8. The subject of stories
The tulip mania that seized the increasingly affluent Dutch population in the 17th century has intrigued many storytellers. Alexandre Dumas, known for his historical adventure novels, wrote The Black Tulip, an old-fashioned romantic tale about a man who manages to grow the flower in a coveted color. Tulips and 1630s Amsterdam also appear in Deborah Moggach’s Tulip Fever. Both books have also been adapted into films.
9. A companion for perennials
Plant perennials that bloom at the same time next to your tulips. The clean lines of tulips look especially lovely paired with delicate early summer plants such as forget-me-not, pasqueflower, narcissus anemone, and American globeflower.

10. If the spring is cool, tulips bloom for a long time; if the spring is warm, they burst into a short but intense bloom.
Did you know this about tulips?
- Tulips originated in the mountains of Central Asia, and their native range extends all the way to the Iberian Peninsula. When the plant began to be cultivated in Europe, it was named “tulip” after the Turkish word for turban, tülbent, because the bulb’s round shape reminded people of a turban wrapped from multiple layers of cloth. In Turkish, the tulip is called lale.
- In botany, the tulip genus belongs to the lily family. The genus can be roughly split into wild species and highly cultivated varieties. The term botanical tulips [in Finnish] often refers to true both wild species and varieties close to them that have been named. For instance, the waterlily tulip and Greigii tulip are wild species, but there are also cultivars of these species that belong to their own variety groups. Some wild species are rare. The woodland tulip’s [in Finnish] bulbs are commonly available during planting season, whereas the Sprenger's tulip can usually only be found in specialty stores.
- Most tulips in gardens and parks, however, belong to the extensively cultivated, large hybrid tulips. Plant breeders have favored tulips for centuries, creating an astonishing 40,000 different varieties. To bring order to this colorful assortment of diverse relatives, they’re divided into groups based mostly on flower shape and flowering time.

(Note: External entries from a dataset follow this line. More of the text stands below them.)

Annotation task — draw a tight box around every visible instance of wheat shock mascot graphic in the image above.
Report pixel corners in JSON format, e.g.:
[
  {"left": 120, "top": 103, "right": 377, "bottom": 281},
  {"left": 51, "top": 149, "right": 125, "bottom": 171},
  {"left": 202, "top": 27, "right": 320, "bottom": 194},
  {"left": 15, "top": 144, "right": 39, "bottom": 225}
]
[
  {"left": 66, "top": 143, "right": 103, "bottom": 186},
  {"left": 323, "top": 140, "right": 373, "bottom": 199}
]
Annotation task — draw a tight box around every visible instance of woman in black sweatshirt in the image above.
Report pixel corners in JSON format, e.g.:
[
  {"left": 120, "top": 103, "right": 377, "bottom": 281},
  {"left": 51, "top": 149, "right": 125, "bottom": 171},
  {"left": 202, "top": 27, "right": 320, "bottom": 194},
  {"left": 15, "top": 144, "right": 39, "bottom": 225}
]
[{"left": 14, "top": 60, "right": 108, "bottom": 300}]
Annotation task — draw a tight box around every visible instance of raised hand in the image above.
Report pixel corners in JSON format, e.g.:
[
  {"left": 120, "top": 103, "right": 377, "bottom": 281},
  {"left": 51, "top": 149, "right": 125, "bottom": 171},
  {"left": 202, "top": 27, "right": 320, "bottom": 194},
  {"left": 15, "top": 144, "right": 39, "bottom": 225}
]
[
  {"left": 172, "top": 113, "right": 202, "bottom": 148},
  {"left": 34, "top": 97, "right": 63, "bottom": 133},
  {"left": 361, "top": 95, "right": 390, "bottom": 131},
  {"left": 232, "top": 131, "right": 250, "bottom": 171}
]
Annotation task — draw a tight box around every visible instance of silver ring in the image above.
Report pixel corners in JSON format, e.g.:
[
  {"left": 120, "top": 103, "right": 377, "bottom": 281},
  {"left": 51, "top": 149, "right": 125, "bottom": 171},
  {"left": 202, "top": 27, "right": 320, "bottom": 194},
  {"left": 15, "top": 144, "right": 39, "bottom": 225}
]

For example, the gracefully narrow-petaled ‘Elegant Lady’ belongs to the Lily-flowered Group, while ‘Carnaval de Nice,’ with its candy-cane stripes and late bloom, is in the Double Late Group.
- Thanks to their impressive variety, tulips fit into rock gardens, wild perennial beds, or neatly structured and shaped gardens.


A brief history of the tulip
1300–
Wild tulips are admired in the Ottoman Empire, where they begin to be grown in gardens.
1593
Clusius brings a collection of the rarest bulbs with him when he becomes a professor at Leiden University in the Netherlands.
1633
One single bulb sells for 5,500 guilders in the Netherlands—more than triple the typical merchant’s annual income.
1673
Elias Tillandz mentions the tulip in his publication on the plants of the Turku region in Finland.
1620–
Some tulips appear with striped flowers. These variegated broken tulip forms become especially prized and a chance to make a profit.
1634–1637
Tulip mania. The years of speculation on tulip bulbs end when the bubble bursts in what becomes the first stock market crash in history.
1800-luku
Cultivating hybrid tulips becomes more widespread in Finland. Woodland and bunch-flowered tulips are also planted.
1960-luku
The disease affecting tulips is identified as the tulip break virus.